Quand l'opération de titrisation de la dette commerciale de l'Etat est engagée, la CNPS détient déjà des titres publics, mais dont l'Etat ne respecte pas les échéances. Il est donc question de retitriser la dette de l'Etat vis-à-vis de la CNPS en 2005, mais l'opération tourne court. Au lieu de la titrisation, ses créances auprès de l'Etat sont déstructurées, mais continuent à être réglées, comme l'atteste la cession de l'immeuble de la mort au centre-ville de Yaoundé. La CNPS, alors dirigée par M. Louis Paul Motaze, ne possède pas de titres et n'est donc pas concernée par l'opération de rachat en question.


LE RÔLE DE LA CAISSE AUTONOME D'AMORTISSEMENT

La CAA est le conservateur des titres. Dans les transactions effectuées sur les titres, elle a un rôle passif, car elle prend acte des accords entre les propriétaires des titres et les éventuels nouveaux acquéreurs. Quand un titré change de propriétaire, la CAA enregistre les changements intervenus et procède au transfert des titres de l'ancien vers le nouveau propriétaire. C'est un rôle plus passif qu'actif. Même M. Evou Mekou, directeur général de la CAA et cousin de M. Franck Biya, ne peut rien changer à ce rôle, que cette entreprise de gestion de la dette du Cameroun joue auprès de la Douala stock exchange (DSX).


Y A-T IL DÉTOURNEMENT, MALVERSATION OU FAUTE DANS CETTE OPERATION?
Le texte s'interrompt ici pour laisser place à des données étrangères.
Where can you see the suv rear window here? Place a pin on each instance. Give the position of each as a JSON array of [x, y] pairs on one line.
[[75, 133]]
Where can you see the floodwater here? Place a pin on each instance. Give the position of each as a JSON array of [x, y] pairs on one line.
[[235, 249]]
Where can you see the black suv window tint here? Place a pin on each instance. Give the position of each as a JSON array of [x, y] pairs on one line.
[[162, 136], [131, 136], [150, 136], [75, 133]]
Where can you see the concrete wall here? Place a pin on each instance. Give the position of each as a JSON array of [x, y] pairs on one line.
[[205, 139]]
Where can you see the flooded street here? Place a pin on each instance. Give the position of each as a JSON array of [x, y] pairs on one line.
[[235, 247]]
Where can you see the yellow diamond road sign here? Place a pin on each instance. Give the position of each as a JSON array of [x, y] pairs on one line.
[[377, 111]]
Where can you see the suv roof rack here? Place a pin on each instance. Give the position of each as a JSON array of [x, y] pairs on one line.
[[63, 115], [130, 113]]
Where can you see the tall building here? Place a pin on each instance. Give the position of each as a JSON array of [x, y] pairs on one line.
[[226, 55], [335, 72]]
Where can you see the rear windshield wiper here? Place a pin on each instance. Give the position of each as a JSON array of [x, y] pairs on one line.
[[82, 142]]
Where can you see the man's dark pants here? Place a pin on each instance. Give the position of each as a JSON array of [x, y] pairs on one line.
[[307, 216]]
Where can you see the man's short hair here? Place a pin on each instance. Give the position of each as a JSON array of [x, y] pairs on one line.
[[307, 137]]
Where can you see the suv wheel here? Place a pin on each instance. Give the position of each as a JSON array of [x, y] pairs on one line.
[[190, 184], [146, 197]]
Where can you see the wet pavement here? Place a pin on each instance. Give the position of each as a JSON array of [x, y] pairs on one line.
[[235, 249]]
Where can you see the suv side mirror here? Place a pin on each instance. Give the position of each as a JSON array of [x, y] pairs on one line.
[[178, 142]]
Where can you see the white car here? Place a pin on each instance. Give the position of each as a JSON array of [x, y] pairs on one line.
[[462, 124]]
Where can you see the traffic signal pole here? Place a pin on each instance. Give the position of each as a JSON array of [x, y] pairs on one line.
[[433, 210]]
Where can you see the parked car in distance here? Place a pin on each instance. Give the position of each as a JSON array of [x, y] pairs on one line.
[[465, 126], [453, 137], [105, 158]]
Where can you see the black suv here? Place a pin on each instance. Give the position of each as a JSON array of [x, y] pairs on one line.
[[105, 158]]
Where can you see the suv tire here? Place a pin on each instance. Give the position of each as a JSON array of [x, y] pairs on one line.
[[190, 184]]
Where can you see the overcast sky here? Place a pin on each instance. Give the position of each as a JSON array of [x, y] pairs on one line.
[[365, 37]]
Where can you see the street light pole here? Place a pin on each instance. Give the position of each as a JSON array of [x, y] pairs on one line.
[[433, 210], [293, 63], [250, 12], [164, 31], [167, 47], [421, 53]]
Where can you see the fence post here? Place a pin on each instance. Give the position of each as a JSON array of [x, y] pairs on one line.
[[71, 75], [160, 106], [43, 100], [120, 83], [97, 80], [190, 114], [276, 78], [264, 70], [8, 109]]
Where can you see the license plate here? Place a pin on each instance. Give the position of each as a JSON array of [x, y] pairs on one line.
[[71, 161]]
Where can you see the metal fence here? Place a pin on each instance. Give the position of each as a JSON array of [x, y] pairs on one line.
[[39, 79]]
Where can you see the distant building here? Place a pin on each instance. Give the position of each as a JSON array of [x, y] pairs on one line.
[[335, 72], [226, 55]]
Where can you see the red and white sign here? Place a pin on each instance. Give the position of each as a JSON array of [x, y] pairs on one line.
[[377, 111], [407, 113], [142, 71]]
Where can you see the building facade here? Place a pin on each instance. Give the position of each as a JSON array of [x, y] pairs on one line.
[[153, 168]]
Depuis 2008, un décret du Premier ministre oblige les propriétaires des titres publics à les revendre uniquement à la Douala Stock Exchange. Cela ouvre la voie à une concurrence sur la vente des titres, qui ne peuvent être acquis que par le mieux disant. Ce qui n'était pas le cas pour l'ancien dispositif réglementaire, qui permettait une négociation de gré à gré. L'opération réalisée par Camtel, Afrione, le Minefi et la SFA est donc parfaitement légale au moment des faits. Un mystère demeure sur l’huis clos des négociations entre le directeur général de Camtel, M. David Nkoto Emane et le PCA d’ Afrione, M. Franck Biya. En tant que fils de chef de l'Etat en fonction, M. Franck Biya a-t-il commis une faute en se mettant en affaire avec une entreprise publique dont il tire de substantiels bénéfices? La réponse à cette question relève de l'ordre de la morale politique et non du droit.